Si l'implication du secteur privé dans la construction de l'infrastructure et de l'écosystème numériques du pays n'est pas mauvaise en soi, elle nécessite une gouvernance prudente et des politiques claires. Aux États-Unis, par exemple, l'industrie de la défense est privée, mais les lois et les politiques garantissent qu'elle est soumise à l'État pour les questions techniques et qu'il existe un mécanisme de contrôle de l'intérêt public lorsqu'il s'agit de la gestion des risques et de la prise de décisions critiques. Dans le cas du Ghana, ce contrôle et cette surveillance semblent totalement absents, d'autant plus que les vendeurs se cachent derrière de soi-disant "normes internationales" pour concevoir des solutions qui dépassent le champ de compétence du pouvoir réglementaire local. En conséquence, le gouvernement manque de flexibilité stratégique et les problèmes d'abus de système et de vide politique ne cessent d'émerger. Les politiques de contrôle d'accès, ainsi que les règles et réglementations relatives à l'accès aux données, ne sont pas correctement établies ou documentées, ce qui entraîne des difficultés dans l'application des tests et de la responsabilité, notamment pour déterminer qui a accès à certaines données ou à certains enregistrements d'appels.

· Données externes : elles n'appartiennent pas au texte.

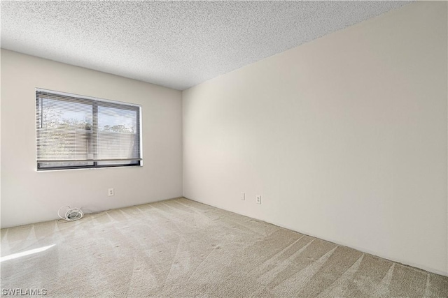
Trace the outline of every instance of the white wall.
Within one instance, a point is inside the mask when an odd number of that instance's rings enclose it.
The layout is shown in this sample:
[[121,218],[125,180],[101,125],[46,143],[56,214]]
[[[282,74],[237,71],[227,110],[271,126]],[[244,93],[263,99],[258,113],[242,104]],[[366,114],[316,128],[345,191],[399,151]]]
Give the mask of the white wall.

En résumé, si ces projets présentent des aspects positifs, tels que l'importance croissante accordée à la qualité et aux normes mondiales, la mise en œuvre du modèle de PPP pour le système de Ghana Card présente des défis et des lacunes très importants, ainsi qu'une incompréhension totale des nuances du "capitalisme des normes mondiales". Le manque de documentation, de supervision stratégique et de politiques claires qui, collectivement, sapent l'agentivité locale entraînant des échecs et des vulnérabilités potentiellement critiques pour la mission, ne sont que les symptômes d'un malaise plus profond de dépendance excessive à l'égard d'une conception étrangère et de "normes de solution" propriétaires se faisant passer pour des "normes mondiales". Il est essentiel de bien comprendre les lacunes cognitives sous-jacentes si les pays du Sud comme le Ghana veulent assurer une gouvernance efficace, la protection des données et le bon fonctionnement de ces infrastructures civiles.


Quelles nouvelles façons de concevoir les institutions et le rôle des acteurs de l'écosystème sont nécessaires pour résoudre les problèmes de gouvernance insolubles dans certains des domaines dont nous avons discuté ? Quels sont, selon vous, les enjeux en question ?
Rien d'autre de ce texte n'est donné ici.